Par Lea Sharkey
Passage au crible n° 162
Deux mois après la signature du presidential memoranda visant à relancer les oléoducs Keystone XL et Dakota Access, le président américain a délivré le 24 mars un permis de construire à TransCanada, maître d’œuvre du pipeline transfrontalier. Quelques mois après l’entrée en vigueur de l’Accord de Paris, Donald Trump affiche ainsi son soutien à l’exploitation des énergies fossiles. Il méconnaît par là même les préoccupations environnementales, tout en affirmant vouloir conforter la sécurité énergétique du pays.
> Rappel historique
> Cadrage théorique
> Analyse
> Références
Rappel historique
Proposé en 2008 par la société TransCanada, l’oléoduc Keystone XL devrait transporter le pétrole des sables bitumineux de l’Alberta jusqu’au complexe de raffineries du golfe du Mexique. L’oléoduc intra américain Dakota Access, réalisé par l’opérateur Energy Transfer Partner, relierait quant à lui le Dakota du Nord à l’Illinois. Divisant fortement l’opinion, ces infrastructures ont soulevé une opposition sur le plan national. Ces travaux nécessitant une validation présidentielle du fait de leur caractère transfrontalier, le Président Barack Obama avait rejeté définitivement Keystone XL le 6 novembre 2015, consolidant de cette façon un leadership climatique qu’il tentait d’établir en partenariat avec la Chine. Les entretiens bilatéraux menés en amont de la COP21 témoignèrent de cette ligne politique.

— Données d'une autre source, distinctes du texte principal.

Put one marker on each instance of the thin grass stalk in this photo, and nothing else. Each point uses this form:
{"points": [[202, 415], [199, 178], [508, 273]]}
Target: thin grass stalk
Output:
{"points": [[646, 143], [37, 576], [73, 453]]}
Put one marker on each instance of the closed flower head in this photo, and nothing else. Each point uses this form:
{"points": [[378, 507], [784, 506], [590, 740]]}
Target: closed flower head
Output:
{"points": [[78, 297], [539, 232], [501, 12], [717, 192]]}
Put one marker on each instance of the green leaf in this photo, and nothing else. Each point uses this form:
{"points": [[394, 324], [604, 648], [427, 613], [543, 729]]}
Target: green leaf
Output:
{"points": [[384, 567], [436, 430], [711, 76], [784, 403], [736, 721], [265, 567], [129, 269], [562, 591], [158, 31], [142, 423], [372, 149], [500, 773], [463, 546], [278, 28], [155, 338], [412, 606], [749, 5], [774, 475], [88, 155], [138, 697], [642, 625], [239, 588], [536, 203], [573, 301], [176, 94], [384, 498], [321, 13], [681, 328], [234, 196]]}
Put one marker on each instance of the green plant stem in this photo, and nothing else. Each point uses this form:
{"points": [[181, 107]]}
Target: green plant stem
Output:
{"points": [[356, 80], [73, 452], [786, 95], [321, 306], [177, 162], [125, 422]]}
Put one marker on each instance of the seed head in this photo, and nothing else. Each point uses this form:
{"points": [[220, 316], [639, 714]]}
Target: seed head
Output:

Les deux projets suscitent la mobilisation d’acteurs aux orientations et aux moyens divers. Ils signalent les risques environnementaux liés à la possibilité d’une fuite, menaçant les ressources en eau – les tracés se déployant sous plusieurs lacs et rivières – mais aussi la biodiversité locale et la santé publique. La critique porte également sur l’extraction de sables bitumineux, dont la transformation en pétrole implique d’importantes quantités d’énergie, estimées jusqu’à 37% par le think tank canadien Pembina Institute. Les organisations environnementales déplorent enfin un investissement à long terme dans les énergies fossiles au détriment d’autres sources propres, confortant la dépendance au pétrole des États-Unis, alors même que la Chine et l’Inde, grands émetteurs de CO2, sont les premiers Etats à investir dans les énergies renouvelables.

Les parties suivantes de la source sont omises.